While working with the WEAG, “I had become much more exposed to the MSD and saw some of the incredible people working in it. I recognised there were many people there who wanted to create conditions of change and transformative outcomes.”
That aligned with her focus on “groups who are over-represented and under-served” and ensuring “that we are not enforcing or reproducing disadvantage”.
Starting in the science advisor position just before the first covid lockdown meant the job was not precisely as advertised. “The pandemic has really changed what we deal with.” MSD in particular has had to deal with changing needs as a result of covid’s impact. “Often there has been urgency and an immediacy about the issues.”
Covid has also seen other issues on which McIntosh has worked extensively put on pause, including prison reform. But her Te Kāhui Tātari Ture commissioner role reviewing possible miscarriages of justice has been full-on. “We have had a higher uptake than expected.”
McIntosh is acutely aware that the commission’s work only deals with people at one end of the judicial process. “We need something transformative at the beginning, too, around things like health and welfare.

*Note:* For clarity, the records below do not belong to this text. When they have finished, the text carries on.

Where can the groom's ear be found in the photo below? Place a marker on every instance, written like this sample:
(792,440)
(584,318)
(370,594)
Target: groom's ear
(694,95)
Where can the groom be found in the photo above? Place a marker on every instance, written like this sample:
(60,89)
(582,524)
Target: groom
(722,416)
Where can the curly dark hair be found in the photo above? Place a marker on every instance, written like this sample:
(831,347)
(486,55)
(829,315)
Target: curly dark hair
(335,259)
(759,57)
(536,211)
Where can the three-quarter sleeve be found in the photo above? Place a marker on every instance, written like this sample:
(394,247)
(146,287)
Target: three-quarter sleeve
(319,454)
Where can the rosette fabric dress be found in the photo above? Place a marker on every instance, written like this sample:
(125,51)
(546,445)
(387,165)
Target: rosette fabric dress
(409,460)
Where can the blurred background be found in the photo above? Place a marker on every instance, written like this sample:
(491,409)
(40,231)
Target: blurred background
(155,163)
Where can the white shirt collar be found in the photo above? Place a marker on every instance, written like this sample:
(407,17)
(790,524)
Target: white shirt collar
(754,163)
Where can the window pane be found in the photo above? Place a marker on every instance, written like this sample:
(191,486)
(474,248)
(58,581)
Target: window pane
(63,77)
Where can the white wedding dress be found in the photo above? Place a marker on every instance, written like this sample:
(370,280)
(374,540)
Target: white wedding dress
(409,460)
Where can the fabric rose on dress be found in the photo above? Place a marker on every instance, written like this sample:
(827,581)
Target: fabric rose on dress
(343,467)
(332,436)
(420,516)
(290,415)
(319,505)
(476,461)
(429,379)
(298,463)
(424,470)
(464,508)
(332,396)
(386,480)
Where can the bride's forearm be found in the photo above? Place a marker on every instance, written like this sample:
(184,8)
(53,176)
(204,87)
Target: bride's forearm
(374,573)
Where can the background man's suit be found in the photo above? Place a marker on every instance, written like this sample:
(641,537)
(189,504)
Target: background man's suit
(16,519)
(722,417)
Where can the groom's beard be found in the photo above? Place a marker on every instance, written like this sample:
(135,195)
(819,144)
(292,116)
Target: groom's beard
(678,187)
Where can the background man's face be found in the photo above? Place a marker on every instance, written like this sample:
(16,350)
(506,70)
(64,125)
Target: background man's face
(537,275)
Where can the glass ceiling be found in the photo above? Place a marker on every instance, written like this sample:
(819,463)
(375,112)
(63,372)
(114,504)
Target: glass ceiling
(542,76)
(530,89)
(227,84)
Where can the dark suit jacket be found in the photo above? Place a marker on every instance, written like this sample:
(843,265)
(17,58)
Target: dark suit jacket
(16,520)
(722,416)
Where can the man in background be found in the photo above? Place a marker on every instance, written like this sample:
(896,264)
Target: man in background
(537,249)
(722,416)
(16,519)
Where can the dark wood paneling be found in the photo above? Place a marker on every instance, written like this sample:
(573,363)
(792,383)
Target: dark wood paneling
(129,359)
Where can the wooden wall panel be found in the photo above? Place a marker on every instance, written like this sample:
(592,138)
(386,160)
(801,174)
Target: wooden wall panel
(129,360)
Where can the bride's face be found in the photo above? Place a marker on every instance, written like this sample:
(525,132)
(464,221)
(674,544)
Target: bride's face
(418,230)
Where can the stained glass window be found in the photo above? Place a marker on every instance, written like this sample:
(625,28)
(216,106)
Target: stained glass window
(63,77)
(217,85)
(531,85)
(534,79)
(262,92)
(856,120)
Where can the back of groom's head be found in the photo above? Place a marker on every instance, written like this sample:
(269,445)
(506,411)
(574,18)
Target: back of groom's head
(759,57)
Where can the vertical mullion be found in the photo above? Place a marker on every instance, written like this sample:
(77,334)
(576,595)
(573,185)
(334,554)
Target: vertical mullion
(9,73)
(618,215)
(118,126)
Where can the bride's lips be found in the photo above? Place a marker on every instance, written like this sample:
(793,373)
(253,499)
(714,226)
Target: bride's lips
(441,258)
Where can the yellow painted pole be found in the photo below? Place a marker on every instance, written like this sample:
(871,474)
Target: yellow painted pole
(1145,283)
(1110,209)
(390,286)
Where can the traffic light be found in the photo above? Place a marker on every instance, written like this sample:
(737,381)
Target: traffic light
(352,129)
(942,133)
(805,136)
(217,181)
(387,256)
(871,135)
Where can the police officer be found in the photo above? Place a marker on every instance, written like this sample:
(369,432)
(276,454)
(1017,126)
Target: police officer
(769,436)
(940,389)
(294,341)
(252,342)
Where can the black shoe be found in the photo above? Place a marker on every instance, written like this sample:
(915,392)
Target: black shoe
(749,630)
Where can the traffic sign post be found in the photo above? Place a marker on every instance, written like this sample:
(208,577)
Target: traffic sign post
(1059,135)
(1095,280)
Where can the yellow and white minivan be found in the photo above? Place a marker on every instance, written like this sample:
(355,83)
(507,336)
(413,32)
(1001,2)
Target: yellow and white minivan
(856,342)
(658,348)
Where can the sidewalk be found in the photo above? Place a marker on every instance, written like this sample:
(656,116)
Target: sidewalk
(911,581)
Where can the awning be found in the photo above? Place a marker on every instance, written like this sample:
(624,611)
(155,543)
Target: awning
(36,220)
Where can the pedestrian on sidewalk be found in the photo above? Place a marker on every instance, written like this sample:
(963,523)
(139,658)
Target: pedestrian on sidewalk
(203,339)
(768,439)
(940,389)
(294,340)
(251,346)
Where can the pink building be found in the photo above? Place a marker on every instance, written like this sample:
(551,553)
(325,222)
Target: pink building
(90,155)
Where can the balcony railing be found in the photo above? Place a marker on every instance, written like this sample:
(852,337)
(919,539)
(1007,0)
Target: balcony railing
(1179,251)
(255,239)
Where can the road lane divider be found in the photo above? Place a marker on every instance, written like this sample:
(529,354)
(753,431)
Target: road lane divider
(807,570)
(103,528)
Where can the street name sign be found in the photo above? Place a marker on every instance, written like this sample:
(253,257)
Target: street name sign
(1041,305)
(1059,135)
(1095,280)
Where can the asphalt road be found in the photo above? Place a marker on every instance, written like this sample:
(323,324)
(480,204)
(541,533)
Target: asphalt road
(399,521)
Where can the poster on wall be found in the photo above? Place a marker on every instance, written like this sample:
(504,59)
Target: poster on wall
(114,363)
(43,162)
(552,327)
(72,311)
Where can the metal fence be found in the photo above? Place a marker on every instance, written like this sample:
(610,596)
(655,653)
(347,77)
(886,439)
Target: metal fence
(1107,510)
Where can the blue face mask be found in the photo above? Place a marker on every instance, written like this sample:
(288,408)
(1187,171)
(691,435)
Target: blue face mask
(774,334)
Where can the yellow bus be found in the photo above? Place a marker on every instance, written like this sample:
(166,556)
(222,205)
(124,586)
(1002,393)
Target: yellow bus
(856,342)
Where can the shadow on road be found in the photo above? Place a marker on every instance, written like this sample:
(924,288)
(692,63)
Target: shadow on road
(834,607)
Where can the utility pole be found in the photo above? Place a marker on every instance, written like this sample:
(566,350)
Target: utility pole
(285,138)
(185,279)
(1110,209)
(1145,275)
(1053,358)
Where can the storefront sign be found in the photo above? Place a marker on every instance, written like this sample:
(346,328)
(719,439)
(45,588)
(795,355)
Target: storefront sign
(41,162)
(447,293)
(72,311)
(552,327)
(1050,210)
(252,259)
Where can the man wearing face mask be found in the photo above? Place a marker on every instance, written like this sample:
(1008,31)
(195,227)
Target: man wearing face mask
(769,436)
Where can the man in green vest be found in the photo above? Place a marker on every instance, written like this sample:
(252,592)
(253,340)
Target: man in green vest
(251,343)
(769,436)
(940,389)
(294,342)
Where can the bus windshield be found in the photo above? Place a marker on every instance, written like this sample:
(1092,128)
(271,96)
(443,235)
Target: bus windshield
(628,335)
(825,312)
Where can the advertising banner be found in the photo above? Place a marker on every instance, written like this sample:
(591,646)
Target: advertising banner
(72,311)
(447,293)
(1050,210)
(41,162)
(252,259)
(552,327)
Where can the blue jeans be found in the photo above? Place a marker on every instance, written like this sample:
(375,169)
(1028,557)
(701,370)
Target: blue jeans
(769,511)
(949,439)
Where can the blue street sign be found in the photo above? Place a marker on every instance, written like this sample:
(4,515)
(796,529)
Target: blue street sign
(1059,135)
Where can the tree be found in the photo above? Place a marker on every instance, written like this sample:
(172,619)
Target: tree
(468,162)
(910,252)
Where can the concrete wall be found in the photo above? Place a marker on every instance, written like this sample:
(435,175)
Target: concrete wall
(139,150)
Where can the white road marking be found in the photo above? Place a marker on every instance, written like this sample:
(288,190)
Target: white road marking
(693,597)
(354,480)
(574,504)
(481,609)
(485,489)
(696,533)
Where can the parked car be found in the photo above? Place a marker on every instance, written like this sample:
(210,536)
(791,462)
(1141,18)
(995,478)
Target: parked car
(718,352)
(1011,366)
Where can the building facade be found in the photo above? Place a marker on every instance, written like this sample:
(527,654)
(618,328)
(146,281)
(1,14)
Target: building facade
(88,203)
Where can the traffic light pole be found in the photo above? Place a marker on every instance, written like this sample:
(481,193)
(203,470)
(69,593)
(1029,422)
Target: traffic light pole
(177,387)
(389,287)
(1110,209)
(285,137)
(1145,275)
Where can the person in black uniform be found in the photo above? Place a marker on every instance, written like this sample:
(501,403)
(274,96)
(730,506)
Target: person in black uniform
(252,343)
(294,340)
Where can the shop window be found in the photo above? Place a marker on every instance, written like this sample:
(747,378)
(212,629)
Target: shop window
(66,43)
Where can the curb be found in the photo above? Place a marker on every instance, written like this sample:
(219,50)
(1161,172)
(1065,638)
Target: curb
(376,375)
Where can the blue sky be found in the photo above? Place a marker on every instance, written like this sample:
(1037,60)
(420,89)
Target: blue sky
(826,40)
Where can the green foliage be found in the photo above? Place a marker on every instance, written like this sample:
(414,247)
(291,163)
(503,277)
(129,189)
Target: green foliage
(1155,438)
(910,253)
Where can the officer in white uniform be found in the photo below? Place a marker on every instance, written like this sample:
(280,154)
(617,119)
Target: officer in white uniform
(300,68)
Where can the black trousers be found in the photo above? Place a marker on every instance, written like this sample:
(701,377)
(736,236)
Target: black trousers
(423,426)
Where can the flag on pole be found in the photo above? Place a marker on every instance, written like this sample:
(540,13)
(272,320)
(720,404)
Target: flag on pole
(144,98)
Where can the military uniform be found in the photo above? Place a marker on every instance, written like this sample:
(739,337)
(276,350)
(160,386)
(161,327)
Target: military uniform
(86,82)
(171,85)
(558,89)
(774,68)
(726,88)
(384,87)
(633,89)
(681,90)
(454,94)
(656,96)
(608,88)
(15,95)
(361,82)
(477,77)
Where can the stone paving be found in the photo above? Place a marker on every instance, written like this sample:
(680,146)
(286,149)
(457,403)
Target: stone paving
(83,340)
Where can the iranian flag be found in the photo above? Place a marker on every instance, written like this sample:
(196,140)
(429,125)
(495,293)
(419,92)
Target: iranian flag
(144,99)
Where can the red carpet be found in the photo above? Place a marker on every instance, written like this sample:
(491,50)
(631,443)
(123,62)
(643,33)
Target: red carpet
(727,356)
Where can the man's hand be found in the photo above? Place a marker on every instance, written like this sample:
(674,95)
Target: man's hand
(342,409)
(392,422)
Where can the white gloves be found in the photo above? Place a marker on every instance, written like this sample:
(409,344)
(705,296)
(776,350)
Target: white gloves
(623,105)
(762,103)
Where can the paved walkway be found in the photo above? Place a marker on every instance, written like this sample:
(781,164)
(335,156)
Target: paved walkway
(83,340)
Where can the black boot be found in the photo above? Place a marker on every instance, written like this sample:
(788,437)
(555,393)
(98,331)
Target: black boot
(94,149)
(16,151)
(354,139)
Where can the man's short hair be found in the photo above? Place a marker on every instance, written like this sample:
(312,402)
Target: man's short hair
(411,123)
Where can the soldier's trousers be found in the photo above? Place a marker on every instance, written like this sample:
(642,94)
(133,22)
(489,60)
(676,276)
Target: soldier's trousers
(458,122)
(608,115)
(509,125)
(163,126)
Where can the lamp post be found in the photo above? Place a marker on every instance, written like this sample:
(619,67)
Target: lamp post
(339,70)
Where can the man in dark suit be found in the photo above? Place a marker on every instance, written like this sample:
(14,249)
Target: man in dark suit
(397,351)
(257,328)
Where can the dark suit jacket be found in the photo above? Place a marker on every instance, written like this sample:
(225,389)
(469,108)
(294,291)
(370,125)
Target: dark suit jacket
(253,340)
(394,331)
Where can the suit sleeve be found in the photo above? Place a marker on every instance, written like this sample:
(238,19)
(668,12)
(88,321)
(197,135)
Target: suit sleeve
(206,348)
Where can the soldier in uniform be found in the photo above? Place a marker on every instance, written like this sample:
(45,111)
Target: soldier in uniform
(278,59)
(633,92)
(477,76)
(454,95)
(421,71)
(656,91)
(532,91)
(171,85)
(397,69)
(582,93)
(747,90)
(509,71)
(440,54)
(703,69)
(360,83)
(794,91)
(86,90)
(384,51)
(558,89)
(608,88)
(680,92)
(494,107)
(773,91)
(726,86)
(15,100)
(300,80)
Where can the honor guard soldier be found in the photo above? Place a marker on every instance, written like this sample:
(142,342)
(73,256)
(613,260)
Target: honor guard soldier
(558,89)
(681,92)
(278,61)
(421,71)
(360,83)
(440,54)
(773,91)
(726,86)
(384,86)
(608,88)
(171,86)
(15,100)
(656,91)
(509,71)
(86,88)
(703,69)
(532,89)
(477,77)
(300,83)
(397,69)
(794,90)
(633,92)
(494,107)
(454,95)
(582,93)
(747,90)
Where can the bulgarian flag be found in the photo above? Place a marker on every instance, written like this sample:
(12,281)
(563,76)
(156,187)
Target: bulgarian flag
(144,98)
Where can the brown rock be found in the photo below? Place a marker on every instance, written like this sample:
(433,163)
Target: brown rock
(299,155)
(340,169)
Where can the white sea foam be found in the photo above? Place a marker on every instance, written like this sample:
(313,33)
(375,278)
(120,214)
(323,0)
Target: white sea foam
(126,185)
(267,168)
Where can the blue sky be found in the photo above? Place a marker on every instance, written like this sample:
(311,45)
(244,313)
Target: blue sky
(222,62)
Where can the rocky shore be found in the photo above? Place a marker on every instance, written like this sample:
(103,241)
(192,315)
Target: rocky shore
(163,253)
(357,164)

One of the things we can do, apart from the cases we review, is look at systemic issues. I am excited that we can draw on the experience and research and expertise and have something that is culturally informed.”
She is also exercised over another area of public policy in the time of covid: “One of the issues I am interested in broadly is decision-making in times of crisis – how decisions are made, what evidence is called upon, but also what is paused and what is accelerated.”
When it comes to penal reform, “how will we pick up the things that have been paused? There are concerns around areas where things have slowed.”
She is also aware that determined efforts have been made – but failed – to address these issues before. “If we look at the really important reports from the late ’80s by Moana Jackson [on prison reform] then the report in 2018 by the Welfare Advisory Group, there is still an urgency to address these issues and it does speak to the broader wellbeing of the nation to address them.”
Many will perceive McIntosh’s positions on a lot of issues as being radical or extreme. Her advocacy of the abolition of prisons, for instance, is still to gain policy traction anywhere. Poverty, prisons, social development and a pandemic are all connected at some level, and increasingly visible in the mix is the increasing awareness of mātauranga Māori – Māori science – in the general consciousness.
Mātauranga Māori “informs the work I can do as a chief science adviser. What is distinctive in the policy science landscape here, as opposed to other countries, is that along with western science traditions we have Te Tiriti and mātauranga Māori, and this should be seen as one of our single greatest opportunities to have enduring, culturally informed, evidence-based solutions to complex problems.”
McIntosh is trained in the western system. “That is observation and experiment. And that is what mātaruanga Māori is.”
Knowledge that is traditional, she points out, is not static or unchanging. “Knowledge traditions, by their nature, open themselves up to critique. All knowledge traditions generate new knowledge.”
One aspect of her work that is not entirely within her control is the point at which advice intersects with politics. Policymakers and science advisers can put forward the best evidence that they can muster, but it remains up to those in positions of power to accept or reject that advice.
McIntosh is phlegmatic on that topic. “You have to be engaged with all of the people who are involved in creating the conditions for positive change. And there needs to be political will to create change. I expect politicians to be political.
“But I’m a sociologist, so I believe our social environment is constructed. We have made it and we can unmake it and remake it."